The type parameter defines the script to run on the host for this test. Note the parameter vms whose value is a whitespace-delimited list of identifiers specifying the virtual machines we will use.

The host test script

The first part of the test script that runs on the host is quite simple. It will first start the VMs' sessions and assign some roles:

def run(test, params, env):
    vmnet = env.get_vmnet()
    vmnet.start_all_sessions()
    vms = vmnet.get_vms()
    server_vm = vms.server
    client_vm = vms.client
    vmnet.ping_all()

    # call to a function shared among tests
    sleep(3)

Those roles are used by the test code to quickly refer to vms through their roles in the test rather than directly by hard-coded names. Once the participants and network of the test are set, the test does a quick mutual ping among all of them to ensure the full connectivity and reuses the sleep() function from the sample_utility (without a clear meaning and only for illustration again).

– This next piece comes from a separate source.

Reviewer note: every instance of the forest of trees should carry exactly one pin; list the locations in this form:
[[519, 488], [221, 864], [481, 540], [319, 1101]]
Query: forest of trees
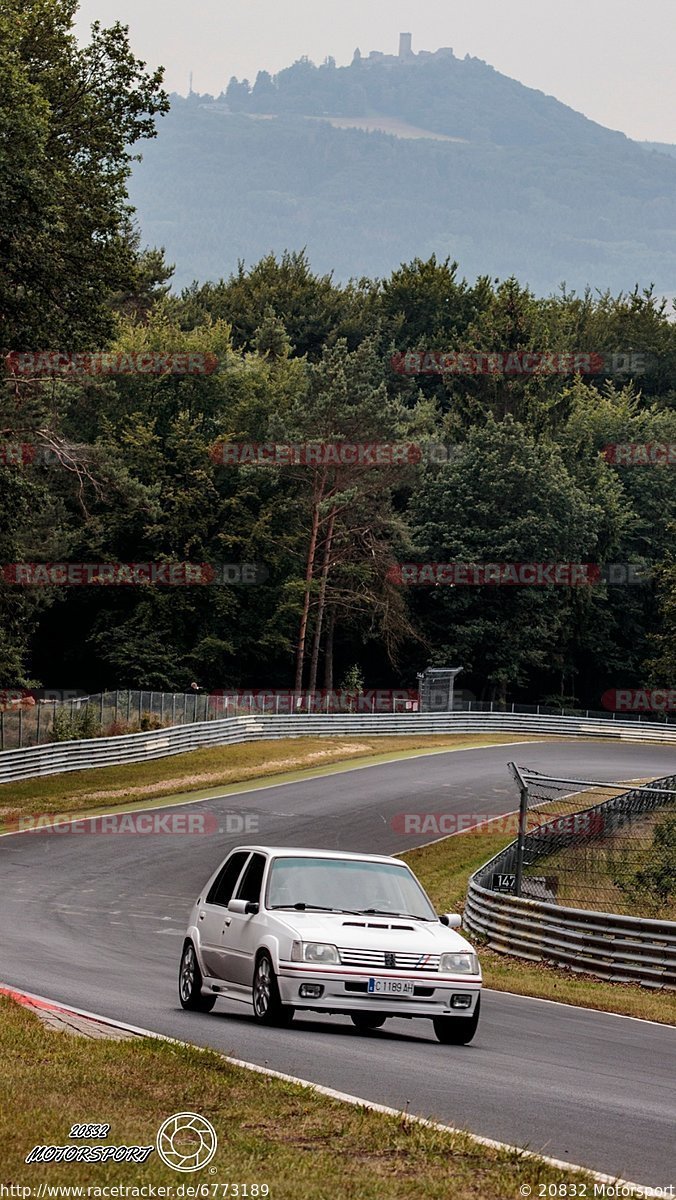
[[132, 473]]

The main part of the test then remains simple:

tmp_server = server_vm.session.cmd("ls " + server_vm.params["tmp_dir"])
tmp_client = client_vm.session.cmd("dir " + client_vm.params["tmp_dir"])
deployed_folders = ("data", "utils", "packages")
for folder in deployed_folders:
    if folder not in tmp_server:
        raise exceptions.TestFail("No deployed %s was found on the server" % folder)
    if folder not in tmp_client:
        raise exceptions.TestFail("No deployed %s was found on the client" % folder)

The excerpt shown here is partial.